Appeal by Special Leave from the Judgment and Order dated
the 21st January 1970 of the Patna High Court in Criminal
Appeal No. 2 ,of 1967.
610
Nuruddin Ahmad. S. N. Singh and Gyan Sudha Misra, for the
appellant.
R. C. Prasad, for the respondent.
The Judgment of the Court was delivered by
BEG, J. Thirty-one accused persons were sent up for trial
before the Additional Sessions’ Judge of Chapra on charges
under Sections 147, 148, 323, 325, 326, 302/34, 302/149,
Indian Penal Code. The appellant Jamuna Chaudhary was also
charged separately under section 302 Indian Penal Code. The
prosecution case may be stated as follows : On 15-7-1965 at
about 8 a. m.

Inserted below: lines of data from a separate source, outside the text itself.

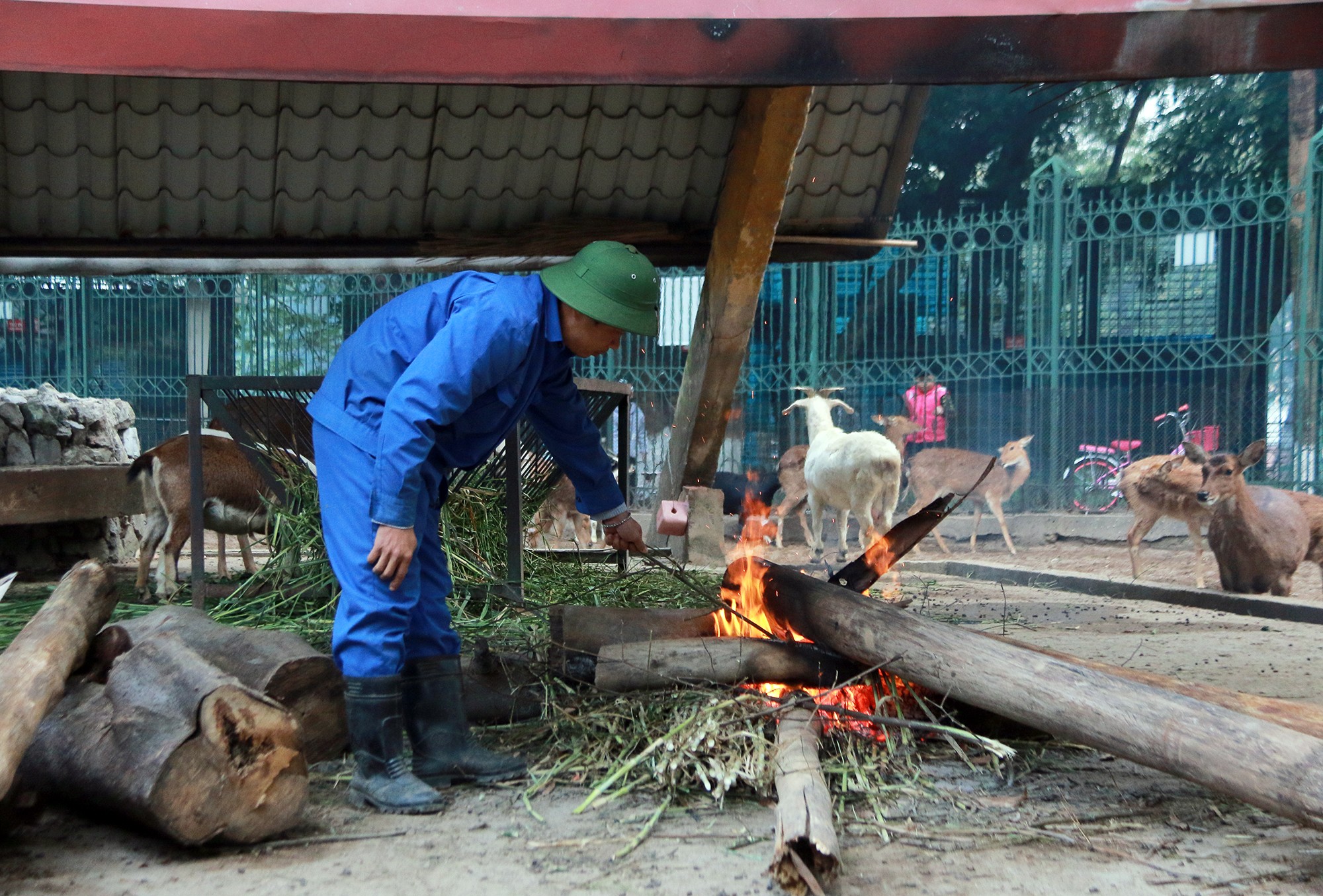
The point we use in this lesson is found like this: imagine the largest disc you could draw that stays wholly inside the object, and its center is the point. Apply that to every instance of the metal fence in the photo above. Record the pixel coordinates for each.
(1078, 317)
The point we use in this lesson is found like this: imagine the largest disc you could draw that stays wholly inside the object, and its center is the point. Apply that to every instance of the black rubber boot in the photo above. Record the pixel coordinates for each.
(445, 751)
(382, 776)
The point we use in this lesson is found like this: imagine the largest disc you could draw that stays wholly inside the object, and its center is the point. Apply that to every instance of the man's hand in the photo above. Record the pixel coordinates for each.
(392, 553)
(628, 536)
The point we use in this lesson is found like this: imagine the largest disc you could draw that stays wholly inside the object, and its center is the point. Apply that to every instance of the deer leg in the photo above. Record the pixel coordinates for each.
(1197, 538)
(223, 567)
(1136, 537)
(1001, 517)
(247, 551)
(157, 528)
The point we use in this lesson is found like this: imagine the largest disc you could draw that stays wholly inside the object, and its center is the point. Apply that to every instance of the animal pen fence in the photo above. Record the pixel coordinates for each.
(1078, 317)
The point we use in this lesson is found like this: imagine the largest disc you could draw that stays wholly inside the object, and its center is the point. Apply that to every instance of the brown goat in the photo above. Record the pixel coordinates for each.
(1165, 487)
(1259, 534)
(234, 504)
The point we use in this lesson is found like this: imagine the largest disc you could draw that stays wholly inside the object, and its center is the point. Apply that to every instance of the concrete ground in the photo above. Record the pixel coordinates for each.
(1075, 821)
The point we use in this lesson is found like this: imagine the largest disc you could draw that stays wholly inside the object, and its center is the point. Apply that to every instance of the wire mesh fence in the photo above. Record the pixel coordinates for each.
(1079, 317)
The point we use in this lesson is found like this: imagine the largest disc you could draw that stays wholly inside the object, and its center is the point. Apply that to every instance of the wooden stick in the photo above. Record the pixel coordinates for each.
(806, 853)
(277, 664)
(1305, 718)
(846, 241)
(175, 745)
(645, 665)
(39, 661)
(1265, 764)
(580, 632)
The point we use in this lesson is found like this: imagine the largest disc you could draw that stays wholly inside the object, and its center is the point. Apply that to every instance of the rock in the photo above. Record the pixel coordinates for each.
(89, 455)
(46, 413)
(11, 411)
(133, 446)
(18, 450)
(46, 450)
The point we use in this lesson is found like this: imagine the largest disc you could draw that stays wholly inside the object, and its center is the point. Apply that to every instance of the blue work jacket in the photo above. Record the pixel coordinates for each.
(440, 374)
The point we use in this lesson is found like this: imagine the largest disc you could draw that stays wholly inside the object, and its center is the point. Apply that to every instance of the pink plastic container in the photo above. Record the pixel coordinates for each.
(674, 518)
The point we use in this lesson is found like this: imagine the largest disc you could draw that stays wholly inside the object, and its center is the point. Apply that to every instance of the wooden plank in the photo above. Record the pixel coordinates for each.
(763, 153)
(42, 495)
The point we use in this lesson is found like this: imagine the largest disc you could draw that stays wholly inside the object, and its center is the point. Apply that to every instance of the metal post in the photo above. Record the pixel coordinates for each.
(195, 489)
(622, 466)
(514, 513)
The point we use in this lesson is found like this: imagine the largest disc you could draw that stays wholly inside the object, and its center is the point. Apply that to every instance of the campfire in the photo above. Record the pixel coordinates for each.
(816, 653)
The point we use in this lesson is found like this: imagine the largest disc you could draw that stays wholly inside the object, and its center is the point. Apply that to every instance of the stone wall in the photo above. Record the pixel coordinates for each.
(47, 427)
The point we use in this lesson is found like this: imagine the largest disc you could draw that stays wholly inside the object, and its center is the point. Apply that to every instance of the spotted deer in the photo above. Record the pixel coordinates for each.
(1165, 487)
(939, 471)
(1259, 534)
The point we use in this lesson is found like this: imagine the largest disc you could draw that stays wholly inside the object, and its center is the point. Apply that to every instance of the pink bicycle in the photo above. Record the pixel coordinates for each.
(1095, 476)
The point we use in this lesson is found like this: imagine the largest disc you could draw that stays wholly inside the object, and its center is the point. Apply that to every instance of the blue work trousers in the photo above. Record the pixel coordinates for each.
(378, 630)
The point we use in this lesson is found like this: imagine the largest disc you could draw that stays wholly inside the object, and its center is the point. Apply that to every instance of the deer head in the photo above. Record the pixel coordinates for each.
(1013, 454)
(1224, 475)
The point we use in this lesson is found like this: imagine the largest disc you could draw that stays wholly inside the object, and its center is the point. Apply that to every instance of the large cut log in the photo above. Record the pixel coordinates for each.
(1259, 762)
(806, 841)
(277, 664)
(579, 632)
(38, 664)
(1305, 718)
(174, 743)
(645, 665)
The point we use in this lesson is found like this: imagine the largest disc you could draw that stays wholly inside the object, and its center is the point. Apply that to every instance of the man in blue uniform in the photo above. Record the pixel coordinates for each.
(431, 384)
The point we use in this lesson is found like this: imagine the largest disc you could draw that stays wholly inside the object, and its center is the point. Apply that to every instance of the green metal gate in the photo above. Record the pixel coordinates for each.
(1078, 319)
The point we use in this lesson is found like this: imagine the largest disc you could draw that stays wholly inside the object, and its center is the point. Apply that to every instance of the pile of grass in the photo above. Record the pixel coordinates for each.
(682, 743)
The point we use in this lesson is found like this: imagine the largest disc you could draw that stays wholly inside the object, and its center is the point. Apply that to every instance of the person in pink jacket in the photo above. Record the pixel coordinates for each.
(928, 405)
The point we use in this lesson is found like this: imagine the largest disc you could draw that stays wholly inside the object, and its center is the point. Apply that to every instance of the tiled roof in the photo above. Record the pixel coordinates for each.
(100, 156)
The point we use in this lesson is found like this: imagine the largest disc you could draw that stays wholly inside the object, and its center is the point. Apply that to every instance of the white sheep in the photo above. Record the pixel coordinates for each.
(847, 471)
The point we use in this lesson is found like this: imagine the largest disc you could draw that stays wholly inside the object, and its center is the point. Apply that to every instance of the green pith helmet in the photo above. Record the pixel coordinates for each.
(612, 283)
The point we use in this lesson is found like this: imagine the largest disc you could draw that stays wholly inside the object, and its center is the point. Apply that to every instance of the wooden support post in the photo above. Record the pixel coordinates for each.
(763, 153)
(514, 514)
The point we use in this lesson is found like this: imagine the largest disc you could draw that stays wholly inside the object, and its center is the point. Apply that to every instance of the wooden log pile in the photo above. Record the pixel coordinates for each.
(1264, 751)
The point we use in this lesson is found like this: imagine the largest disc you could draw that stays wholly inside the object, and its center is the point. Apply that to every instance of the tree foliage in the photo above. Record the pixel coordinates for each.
(981, 143)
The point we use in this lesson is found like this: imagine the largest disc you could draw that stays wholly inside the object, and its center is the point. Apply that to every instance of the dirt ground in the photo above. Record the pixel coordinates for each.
(1074, 821)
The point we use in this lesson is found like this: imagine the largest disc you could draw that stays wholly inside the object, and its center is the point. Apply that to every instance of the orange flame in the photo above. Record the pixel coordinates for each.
(747, 618)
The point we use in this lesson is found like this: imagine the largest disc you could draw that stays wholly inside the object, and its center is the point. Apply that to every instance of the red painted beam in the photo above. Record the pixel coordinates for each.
(1084, 40)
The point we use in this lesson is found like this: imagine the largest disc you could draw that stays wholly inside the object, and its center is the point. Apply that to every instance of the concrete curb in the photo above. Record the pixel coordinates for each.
(1280, 608)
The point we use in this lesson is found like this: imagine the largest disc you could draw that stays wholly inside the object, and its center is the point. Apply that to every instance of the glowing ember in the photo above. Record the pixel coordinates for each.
(748, 618)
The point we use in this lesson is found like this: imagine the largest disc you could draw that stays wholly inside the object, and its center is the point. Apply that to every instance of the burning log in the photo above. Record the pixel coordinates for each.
(277, 664)
(645, 665)
(806, 853)
(39, 661)
(174, 743)
(1259, 762)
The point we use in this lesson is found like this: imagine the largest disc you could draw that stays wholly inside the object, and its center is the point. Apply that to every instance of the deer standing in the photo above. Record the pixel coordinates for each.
(234, 504)
(559, 514)
(939, 471)
(1165, 487)
(1313, 508)
(847, 471)
(1259, 534)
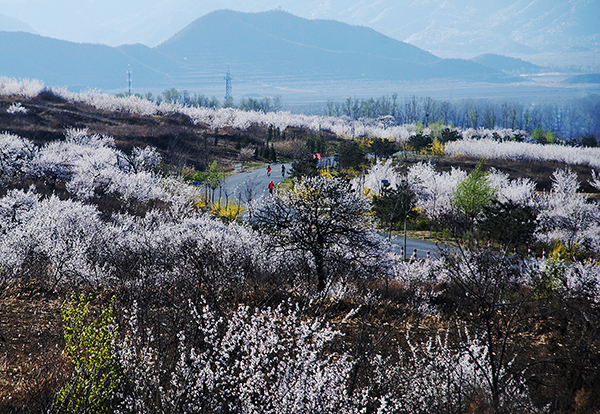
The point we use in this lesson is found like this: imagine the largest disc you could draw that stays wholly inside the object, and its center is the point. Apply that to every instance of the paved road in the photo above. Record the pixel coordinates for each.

Dukhharan Koeri, P. W. 22, his brother Sitaram
Bhagat, P.W. 20, his sister-in-law Smt. Gulzaria, P. W. 12,
were weeding plot No. 39, in village Rani Sariswam. Smt.
Sujhani, P. W. 10, the mother of Dukhharan, P. W. 22, Smt.
Minie, P. W. 14, and Dukhharan’s niece Km. Ram Rati, P. W.
9, daughter of Sitaram, were also present there. A crowd of
80 to 85 persons from various villages, armed with Lathis,
Bhalas, and Pharsas suddenly appeared and started attacking
the unoffending Dukhharan and his relations in field No. 39.
Names of 25 persons, including the appellants, are mentioned
in the First information Report lodged at Police Station
Mirgan. in District Saran, at 2.15 p. m. on 15-7-1965. In
his evidence Dukhharan stated that he ran away to a distance
of 2 to 3 bighas to the south but returned to the scene of
occurrence when the accused had dispersed and then he found
a number of other persons lying injured. They were his
brother Sitaram, P. W. 20, Tapi Bhagat, P. W. 3, Nagina
Koeri, P. W. 13, Smt. Fekani, P. W. 17, and Laldhari who
was lying unconscious and who )never regained consciousness.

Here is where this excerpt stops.